Meena Kandasamy, Writer, Activist, Poet, Translator

“I started writing first on these bulletin board kind of places that the internet in the late 1990s was famous for. You would get instant response from total strangers, and sometimes, it would let you have faith in yourself. It was very anonymous in those days, not like the personality-driven social media cult of today.”

When asked what inspired her writing she responded “Dissent. Protest. Rebellion. The need to speak out. The need to show support. It is a long time since I wrote anything merely for it to look beautiful.”

Abi Jeyaratnam, Career Mentor Program Facilitator

“Mentors can be handpicked, sometimes assigned and even titled. But true mentors are selected not by choice and somteimes are not even aware that they have been chosen. Because somewhere along the way their mentee chose them. Because they lived life by example, they are someone who dared to dream and lived to inspire.”

Kirthiga Rajanayagam , Fashion PR Specialist

“Breaking into the world of PR can be difficult and unfortunately it is currently filled with unpaid internships. However you can, get experience. Volunteer if you have to. Employers need to see that you have been exposed to the environment before and that you can handle it…Be hungry. Always want more.”

 Geetha Moorthy, Founder and Executive Director, SAAAC

“For me success is about setting goals and being committed to working hard to achieve those goals. Honestly, for me, there is no ultimate goal.

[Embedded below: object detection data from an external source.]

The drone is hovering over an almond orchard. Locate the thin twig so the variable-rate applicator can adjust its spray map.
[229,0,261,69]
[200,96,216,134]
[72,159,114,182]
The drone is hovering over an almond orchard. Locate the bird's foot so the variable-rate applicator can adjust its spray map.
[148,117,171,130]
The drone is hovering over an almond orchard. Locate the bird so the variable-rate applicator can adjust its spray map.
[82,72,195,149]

I believe there are always opportunities to grow to do better or to do more; once you’ve achieved a goal, set a new one a little higher a little further. Life is about continuing to push yourself and a series of setting new goals, working towards them, and then setting new ones.”

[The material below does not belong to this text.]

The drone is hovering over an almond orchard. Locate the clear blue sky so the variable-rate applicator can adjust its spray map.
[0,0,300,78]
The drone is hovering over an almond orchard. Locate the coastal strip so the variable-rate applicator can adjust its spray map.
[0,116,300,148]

Nayani Thiyagarajah, Storyteller
“Trust your vision. Believe that if something came to you, it came to you for a reason. Trust your work. Believe that if you are doing the work, things will work out as they are meant to. Trust the struggles. Remember there are learning curves everywhere along the road, and that the struggles are also part of the story. Trust the process. Make peace with the fact that the process rarely goes as planned, but it always leads you to exactly where you need to go. Trust yourself. Be kind, be tender, and be patient with yourself. You are everything you need – believe that with all your being.”

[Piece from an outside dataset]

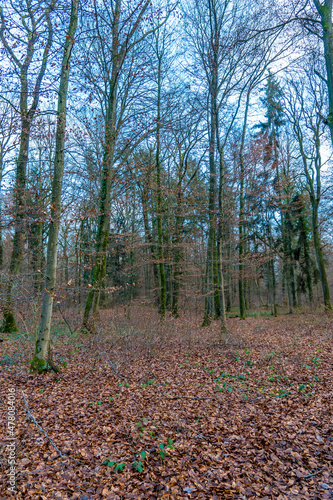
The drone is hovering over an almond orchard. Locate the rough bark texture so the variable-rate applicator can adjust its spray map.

Caroline Jeba, CEO, Catur Agency

Once a television journalist, Caroline Jeba is a household name in Toronto. It all began with her passion to pursue her dream at OMNI TV, and later at the local CTV-CFTO newsroom where she was the first South Asian woman to report in that newsroom. In her words, “This was my passion. No one was going to say no to me. And if they did I was going to find someone who was going to say yes.”

Ahalya Kumaran, Leadership Consultant

“Ahalya’s advice to young entrepreneurs, which is fundamental to what she does and her brand, is to spend time discovering your ‘innerOli’, the unique light that only you have to offer the world.  Ahalya cautions that sometimes you know what it is but you are afraid to admit it and accept it because of what others may think.  Other times, you don’t have a clue what your innerOli is because you’ve never asked yourself the important questions.  Once you gain clarity on your innerOli and what you truly want, Ahalya affirms that ‘opportunities will come your way, you will feel more confident and it will be easy to be courageous, you’ll meet the right people, and you’ll continue to gain more clarity on what to do next’.”

V.V. Ganeshananthan, Writer

“If you really want to do something, always say yes to yourself; other people will offer up plenty of NO and it’s good to be in the habit of not listening to that.”